Author

David Glavin

Publication Date

8-27-2012

Abstract

This study investigated the relationship between quizzing and student success in an introductory college level statistics course. Demographic and student performance data were collected from a 100-level introductory Statistics course at the University of New Mexico during the Fall 2011 semester. Two statistical models were developed to determine if quizzing is related to student success as measured by final letter grades and final exam scores. Predictive modeling to determine the relationship between quizzing and students final exam scores using a Hierarchical Linear Model (HLM) found quizzing to be marginally significant (p-value = 0.0567). Probabilistic modeling using logistic regression to predict if a student passes the course with a grade of C or higher yielded an odds ratio of 6.013 (95% Wald CI: 2.030, 17.813) for students who were given periodic quizzes versus students who were not given quizzes, while holding all other variables in the model constant.
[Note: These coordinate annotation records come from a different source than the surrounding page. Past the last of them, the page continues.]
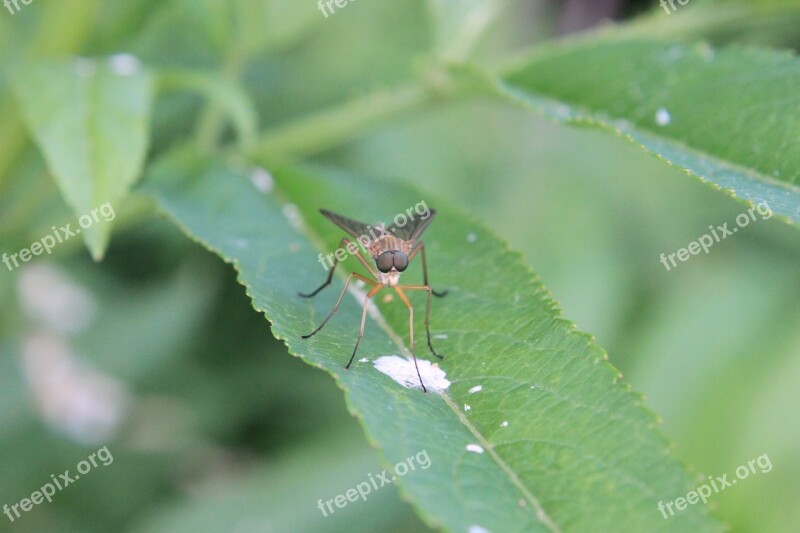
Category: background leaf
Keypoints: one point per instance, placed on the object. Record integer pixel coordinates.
(577, 452)
(721, 115)
(90, 120)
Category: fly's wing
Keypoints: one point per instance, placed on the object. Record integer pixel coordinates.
(355, 228)
(412, 229)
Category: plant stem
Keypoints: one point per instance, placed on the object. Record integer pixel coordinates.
(335, 126)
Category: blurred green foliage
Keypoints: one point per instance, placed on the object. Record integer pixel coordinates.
(212, 418)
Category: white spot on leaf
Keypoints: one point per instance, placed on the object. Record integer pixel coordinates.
(402, 370)
(124, 64)
(262, 180)
(474, 448)
(663, 117)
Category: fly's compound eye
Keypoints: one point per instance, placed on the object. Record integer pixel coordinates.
(400, 261)
(385, 262)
Results indicate that quizzing is positively associated with student performance.

Degree Name

Statistics

Level of Degree

Masters

Department Name

Mathematics & Statistics

First Advisor

Umland, Kristin

First Committee Member (Chair)

Sonksen, Michael

Second Committee Member

Nakamaye, Michael

Language

English

Keywords

Ability--Testing--EvAluation, Statistics--Ability testing--Psychological aspects, Academic achievement--Psychological aspects.